Search the VMware Knowledge Base (KB)
View by Article ID

vCenter Server or Platform Services Controller certificate validation error for external VMware Solutions in vSphere 6.0 (2109074)

  • 36 Ratings

Details

Some solutions, such as VMware vCenter Site Recovery Manager, VMware vSphere Replication, or VMware vCenter Support Assistant might be installed on a different machine than the vCenter Server system or Platform Services Controller.

If you replace the Machine SSL certificate on the vCenter Server or the Platform Services Controller, a connection error results if the solution attempts to connect to the vCenter Server or Platform Services Controller. The reason is that the vCenter Server system and the Platform Services Controller use the new certificate, but the corresponding service registrations with the VMware Lookup Service are not updated. When solutions connect to vCenter Server or Platform Services Controller, they look at the service registration, which includes the service URL and the sslTrust string. By default, the sslTrust string is the Base 64 encoded old certificate even if you replaced the certificate successfully.
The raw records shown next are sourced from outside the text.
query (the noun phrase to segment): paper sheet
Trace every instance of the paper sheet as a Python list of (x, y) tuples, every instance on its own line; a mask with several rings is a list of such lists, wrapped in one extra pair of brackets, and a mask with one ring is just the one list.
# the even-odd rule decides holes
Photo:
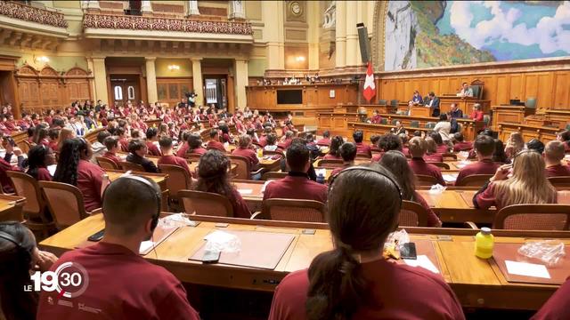
[(421, 267), (433, 273), (439, 273), (436, 265), (434, 265), (427, 255), (419, 255), (417, 260), (403, 259), (403, 262), (411, 267)]
[(550, 274), (544, 265), (510, 260), (505, 260), (505, 264), (507, 265), (507, 272), (511, 275), (550, 278)]

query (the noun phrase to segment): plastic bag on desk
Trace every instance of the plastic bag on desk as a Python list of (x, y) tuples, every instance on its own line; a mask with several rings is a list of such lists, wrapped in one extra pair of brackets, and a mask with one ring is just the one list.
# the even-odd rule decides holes
[(556, 240), (528, 241), (520, 248), (518, 253), (528, 258), (534, 258), (552, 267), (566, 256), (564, 244)]

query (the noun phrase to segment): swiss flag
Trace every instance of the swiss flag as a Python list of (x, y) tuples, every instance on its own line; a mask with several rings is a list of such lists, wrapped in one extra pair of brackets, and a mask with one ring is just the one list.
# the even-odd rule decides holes
[(364, 98), (368, 102), (376, 95), (376, 84), (374, 84), (374, 71), (372, 71), (372, 64), (368, 61), (368, 69), (366, 70), (366, 80), (364, 80)]

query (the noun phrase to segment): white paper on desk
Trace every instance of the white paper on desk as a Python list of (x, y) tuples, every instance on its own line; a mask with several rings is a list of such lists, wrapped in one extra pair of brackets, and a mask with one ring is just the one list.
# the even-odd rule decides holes
[(544, 265), (510, 260), (505, 260), (505, 264), (507, 265), (507, 272), (511, 275), (550, 278), (549, 269)]
[(405, 262), (410, 267), (421, 267), (426, 268), (433, 273), (439, 273), (439, 270), (434, 265), (434, 263), (428, 258), (427, 255), (419, 255), (418, 259), (411, 260), (411, 259), (403, 259), (403, 262)]
[(154, 242), (151, 241), (151, 240), (147, 240), (147, 241), (142, 241), (141, 243), (141, 246), (139, 247), (139, 253), (142, 253), (145, 251), (152, 248), (152, 246), (154, 245)]
[(241, 195), (251, 195), (253, 193), (253, 189), (238, 189), (238, 191)]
The following errors are observed when you attempt to connect to the vCenter Server or the Platform Services Controller:
  • vSphere Replication

    Unable to obtain SSL certificate: The vCenter Server vCenter_FQDN is not correctly registered in LookupService

  • vRealize Orchestrator

    vSphere Authentication configuration fails with error Failed with error : Error ! An error occurred while retrieving the Single Sign-On token from; https://vCenter/lookupservice/sdk

    In the controlcenter.log, you see entries similar to:


    2017-06-20 10:29:53.766+0000 [https-jsse-nio-8283-exec-2] WARN [SiteAffinityServerEndpointProvider] CDC not configured java.lang.NoClassDefFoundError: com/vmware/identity/cdc/CdcFactory
    2017-06-20 10:29:53.776+0000 [https-jsse-nio-8283-exec-2] ERROR [ConfigureAuthProvider] [xxxxxxxx-23b0-4cb9-9583-xxxxxxxxxxxx] Register authentication error: authentication: Authentication: state = CONNECTED, url =
    https://xx.xx.xx.xx/lookupservice/sdk , certificateAlias = vco.vsphere.lookup-service.ssl.certificate, username = administrator@vsphere.local , password = ******, importCertificates = false, configureLicences = true, certificate = [TrustedEntity [id=vco.vsphere.lookup-service.ssl.certificate, [XX XX XX XX XX XX XX XX XX XX XX XX XX XX XX XX XX XX XX XX], TrustedEntity [id=imported:3351b814-6d13-44a5-8
    e84-4b99d38ad917, [YY YY YY YY YY YY YY YY YY YY YY YY YY YY YY YY YY YY YY YY], TrustedEntity [id=imported:7251f30f-e3e3-46c5-bafa-4a836890c6f0, [ZZ ZZ ZZ ZZ ZZ ZZ ZZ ZZ ZZ ZZ ZZ ZZ ZZ ZZ ZZ ZZ ZZ ZZ ZZ ZZ]
    ]], service provider host =
    https://XX.XX.XXX.XXX:8283 Sso Authentication: ssoUrlEndpoint = com.vmware.vcac.componentregistry.rest.stubs.EndPoint@258c72f6 , stsUrlEndpoint = com.vmware.vcac.componentregistry.rest.stubs.EndPoint@258c72f6 , adminUrlEndpoint = com.vmware.vcac.componentregistry.rest.stubs.EndPoint@2df8d253 , ssoSslAlias = vco.sso.ssl.certificate, authenticationTokenType = saml, clientId = null, clientSecret = , adminGroup = null, adminGroupDomain = null, defaultTenant = vsphere.local, ssoClockTolerance = 300, tokenLifetimeInSeconds = 7776000, ssoTokenRenewCount = 5
    com.vmware.vim.sso.admin.exception.CertificateValidationException: com.vmware.vim.vmomi.core.exception.CertificateValidationException: Server certificate chain is not trusted and thumbprint doesn't match
    at com.vmware.vim.sso.admin.client.vmomi.impl.VmomiClientCommand.execute(VmomiClientCommand.java:112)
    at com.vmware.vim.sso.admin.client.vmomi.impl.VmomiClientCommand.executeEnsuringNoDomainError(VmomiClientCommand.java:217)
    at com.vmware.vim.sso.admin.client.vmomi.impl.AdminClientImpl.createServiceContent(AdminClientImpl.java:334)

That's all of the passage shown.